/Squirrel

Squirrel searches and collects Linked Data

Primary LanguageJavaGNU Affero General Public License v3.0AGPL-3.0

Squirrel

Squirrel searches and collects Linked Data

Running with docker

Using the Makefile...

  $ make build dockerize
  $ docker-compose build
  $ docker-compose up

... or do it manually

  1. mvn clean package shade:shade -U -DskipTests
  2. if you have a new version of squirrel, e.g. version 0.3.0, you can executemvn install:install-file -DgroupId=org.aksw.simba -DartifactId=squirrel -Dpackaging=jar -Dversion=0.3.0 -Dfile="target\original-squirrel.jar" -DgeneratePom=true -DlocalRepositoryPath=repository
  3. If you want to use the Web-Components, have a look to the Dependencies in this file
  4. docker build -t squirrel .
  5. execute a .yml file with docker-compose -f <file> up/ down

There are currently 3 yml-options

All yml files in the root folder crawls real existing data portals with the help of HtmlScraper

  • docker-compose.yml: file-sink based, without web
  • docker-compose-sparql.yml: sparql-sink based (JENA), without web
  • docker-compose-sparql-web.yml: sparql-sink based (JENA), with web including the visualization of crawled graph!

Dependencies

Using a Sparql-Host

You can use a sparql-based triple store to store the crawled data.
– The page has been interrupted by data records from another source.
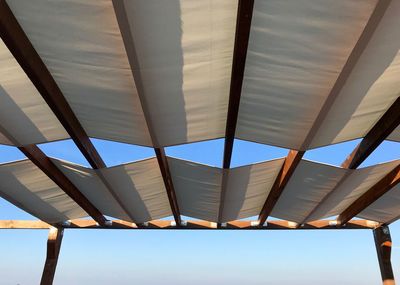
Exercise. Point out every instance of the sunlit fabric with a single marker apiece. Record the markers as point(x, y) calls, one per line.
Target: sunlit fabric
point(26, 186)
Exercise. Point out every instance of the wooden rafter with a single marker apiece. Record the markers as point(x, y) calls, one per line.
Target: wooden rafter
point(22, 49)
point(50, 169)
point(383, 244)
point(242, 35)
point(382, 129)
point(385, 126)
point(243, 24)
point(288, 167)
point(124, 27)
point(190, 225)
point(351, 62)
point(53, 250)
point(374, 193)
point(24, 52)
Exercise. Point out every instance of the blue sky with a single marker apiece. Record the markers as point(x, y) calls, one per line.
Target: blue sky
point(196, 257)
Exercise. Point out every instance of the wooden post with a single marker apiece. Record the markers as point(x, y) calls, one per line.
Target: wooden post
point(383, 243)
point(53, 250)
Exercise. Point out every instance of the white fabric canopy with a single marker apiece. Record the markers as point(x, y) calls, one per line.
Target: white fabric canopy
point(141, 188)
point(90, 185)
point(26, 186)
point(309, 184)
point(296, 51)
point(25, 117)
point(248, 188)
point(81, 45)
point(371, 88)
point(395, 136)
point(357, 183)
point(184, 51)
point(386, 209)
point(197, 188)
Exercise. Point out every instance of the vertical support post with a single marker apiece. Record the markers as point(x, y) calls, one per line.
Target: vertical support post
point(53, 250)
point(383, 244)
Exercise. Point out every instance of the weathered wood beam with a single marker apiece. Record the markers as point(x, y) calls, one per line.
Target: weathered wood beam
point(53, 250)
point(243, 24)
point(351, 62)
point(129, 44)
point(287, 170)
point(242, 35)
point(382, 129)
point(383, 244)
point(24, 52)
point(362, 42)
point(190, 225)
point(22, 49)
point(50, 169)
point(389, 181)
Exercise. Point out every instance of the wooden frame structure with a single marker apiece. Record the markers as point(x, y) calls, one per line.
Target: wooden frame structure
point(22, 49)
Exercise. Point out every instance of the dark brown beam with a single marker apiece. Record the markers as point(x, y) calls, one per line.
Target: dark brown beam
point(51, 170)
point(129, 44)
point(383, 244)
point(351, 62)
point(243, 24)
point(287, 170)
point(164, 168)
point(19, 45)
point(242, 35)
point(374, 193)
point(190, 225)
point(24, 52)
point(362, 42)
point(382, 129)
point(53, 250)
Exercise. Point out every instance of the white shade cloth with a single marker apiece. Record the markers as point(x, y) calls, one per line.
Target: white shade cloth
point(184, 52)
point(306, 188)
point(26, 186)
point(81, 45)
point(25, 117)
point(296, 51)
point(354, 186)
point(248, 188)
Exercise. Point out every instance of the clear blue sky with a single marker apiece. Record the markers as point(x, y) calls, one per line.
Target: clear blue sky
point(97, 257)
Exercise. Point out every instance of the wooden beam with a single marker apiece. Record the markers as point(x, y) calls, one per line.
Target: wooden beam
point(362, 42)
point(24, 52)
point(351, 62)
point(243, 24)
point(53, 250)
point(287, 170)
point(382, 129)
point(190, 225)
point(50, 169)
point(383, 244)
point(389, 181)
point(242, 34)
point(129, 44)
point(19, 45)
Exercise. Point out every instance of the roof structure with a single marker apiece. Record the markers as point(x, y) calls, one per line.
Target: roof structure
point(295, 74)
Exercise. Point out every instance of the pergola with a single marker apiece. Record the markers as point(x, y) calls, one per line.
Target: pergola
point(297, 74)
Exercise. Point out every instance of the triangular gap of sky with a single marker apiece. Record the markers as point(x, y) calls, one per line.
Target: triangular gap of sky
point(337, 153)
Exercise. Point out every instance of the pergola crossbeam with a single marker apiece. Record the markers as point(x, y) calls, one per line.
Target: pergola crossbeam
point(53, 250)
point(190, 225)
point(383, 244)
point(389, 181)
point(50, 169)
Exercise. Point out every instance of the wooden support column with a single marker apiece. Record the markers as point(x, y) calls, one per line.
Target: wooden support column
point(383, 243)
point(53, 250)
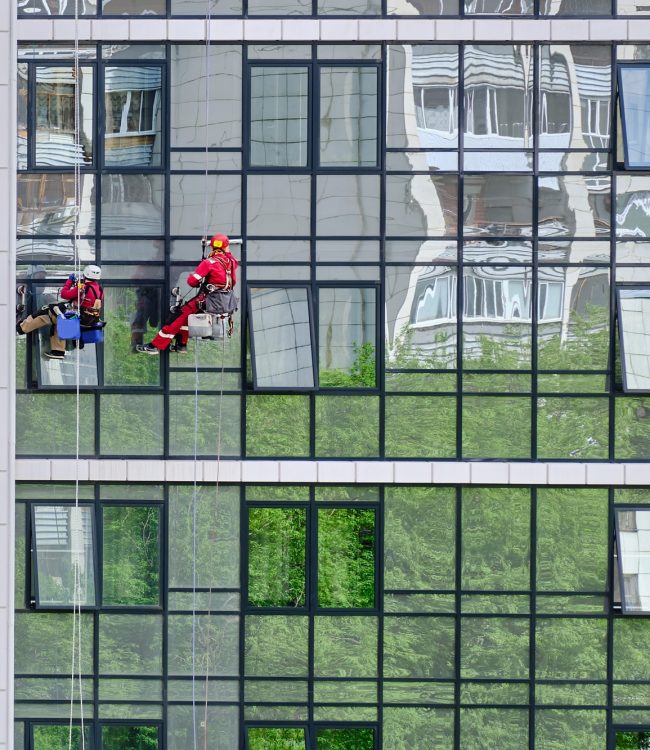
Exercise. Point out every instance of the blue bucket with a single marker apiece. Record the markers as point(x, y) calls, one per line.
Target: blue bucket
point(92, 335)
point(68, 327)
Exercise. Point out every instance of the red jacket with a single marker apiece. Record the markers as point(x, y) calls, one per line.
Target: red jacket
point(219, 269)
point(91, 292)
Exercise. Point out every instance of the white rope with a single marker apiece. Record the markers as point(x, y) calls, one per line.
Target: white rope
point(76, 557)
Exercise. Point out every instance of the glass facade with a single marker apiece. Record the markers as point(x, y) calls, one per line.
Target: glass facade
point(443, 259)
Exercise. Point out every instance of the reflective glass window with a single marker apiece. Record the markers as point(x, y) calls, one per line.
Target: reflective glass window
point(64, 551)
point(634, 97)
point(347, 337)
point(55, 140)
point(282, 337)
point(348, 116)
point(131, 555)
point(278, 127)
point(132, 128)
point(633, 314)
point(633, 549)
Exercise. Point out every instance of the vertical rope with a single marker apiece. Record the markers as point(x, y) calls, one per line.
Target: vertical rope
point(76, 557)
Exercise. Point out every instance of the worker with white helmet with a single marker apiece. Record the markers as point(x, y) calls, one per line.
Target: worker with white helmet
point(84, 294)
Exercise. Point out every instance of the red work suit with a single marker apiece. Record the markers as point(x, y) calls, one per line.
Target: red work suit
point(220, 270)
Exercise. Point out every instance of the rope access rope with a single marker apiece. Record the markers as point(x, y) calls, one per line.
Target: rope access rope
point(75, 553)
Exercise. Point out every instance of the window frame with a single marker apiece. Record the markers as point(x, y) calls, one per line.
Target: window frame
point(620, 67)
point(314, 67)
point(620, 332)
point(311, 310)
point(97, 517)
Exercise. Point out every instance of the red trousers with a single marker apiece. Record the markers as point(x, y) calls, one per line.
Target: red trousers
point(177, 324)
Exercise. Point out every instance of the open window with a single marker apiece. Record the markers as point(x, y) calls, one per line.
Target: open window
point(633, 559)
point(634, 100)
point(282, 338)
point(70, 566)
point(633, 311)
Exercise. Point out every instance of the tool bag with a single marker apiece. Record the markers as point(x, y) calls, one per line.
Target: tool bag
point(68, 326)
point(199, 325)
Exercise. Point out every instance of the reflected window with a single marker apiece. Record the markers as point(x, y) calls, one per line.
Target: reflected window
point(279, 103)
point(64, 555)
point(67, 560)
point(132, 102)
point(633, 563)
point(634, 98)
point(634, 335)
point(282, 336)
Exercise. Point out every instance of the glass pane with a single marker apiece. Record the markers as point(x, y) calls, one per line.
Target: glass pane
point(276, 738)
point(282, 338)
point(347, 205)
point(46, 204)
point(55, 139)
point(345, 646)
point(572, 540)
point(134, 8)
point(347, 426)
point(428, 73)
point(633, 310)
point(498, 92)
point(347, 337)
point(633, 544)
point(60, 737)
point(132, 204)
point(115, 737)
point(573, 313)
point(130, 645)
point(133, 316)
point(131, 554)
point(278, 205)
point(348, 116)
point(422, 205)
point(346, 557)
point(344, 739)
point(498, 204)
point(132, 101)
point(278, 128)
point(574, 205)
point(188, 92)
point(496, 539)
point(64, 543)
point(276, 557)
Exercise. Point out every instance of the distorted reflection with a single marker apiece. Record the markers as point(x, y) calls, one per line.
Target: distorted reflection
point(346, 337)
point(56, 143)
point(498, 204)
point(634, 334)
point(633, 548)
point(574, 205)
point(132, 204)
point(57, 7)
point(132, 98)
point(498, 96)
point(633, 206)
point(504, 7)
point(575, 97)
point(423, 97)
point(46, 204)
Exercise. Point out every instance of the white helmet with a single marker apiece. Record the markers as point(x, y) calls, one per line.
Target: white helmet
point(92, 272)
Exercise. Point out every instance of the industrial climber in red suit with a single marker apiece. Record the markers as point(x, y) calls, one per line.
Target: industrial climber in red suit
point(216, 273)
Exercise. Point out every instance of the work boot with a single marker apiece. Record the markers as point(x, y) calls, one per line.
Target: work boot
point(147, 349)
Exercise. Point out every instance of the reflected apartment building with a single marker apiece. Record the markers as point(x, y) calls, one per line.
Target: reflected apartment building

If you want use it, you have to do the following:

Until yet, the necessary datasets in the database are not created automatically. So you have to create them by hand:

  1. Run Squirrel as explained above
  2. Enter localhost:3030 in your browser's address line
  3. Go to manage datasets
  4. Click add new dataset
  5. For Dataset name paste contentset
  6. For Dataset type select Persistent – dataset will persist across Fuseki restarts
  7. Go to step 4 again and do the same, but this time with "Metadata" as "Dataset name"

Further dependencies

The Squirrel-Webservice and the SquirrelWebObject are included in this project, now. This leads to the fact, that this project is a multi module maven project now. For that, there are 2 pom.xml's in the root layer:

  • pom.xml: this is the module bundle pom xml. If you execute mvn clean package, this file will be called. As a consequence from this, all submodules including the squirrel will be complied an packed
  • squirrel-pom.xml: the pom for the squirrel

If you want to run the squirrel with the Webservice, take care that you have already the current Webservice image (Docker). If not, execute

  1. mvn clean package (only necessary if you want to compile each subproject (module) for itself)
  2. (SquirrelWebObject\install.bat)
  3. SquirrelWebService\buildImage.bat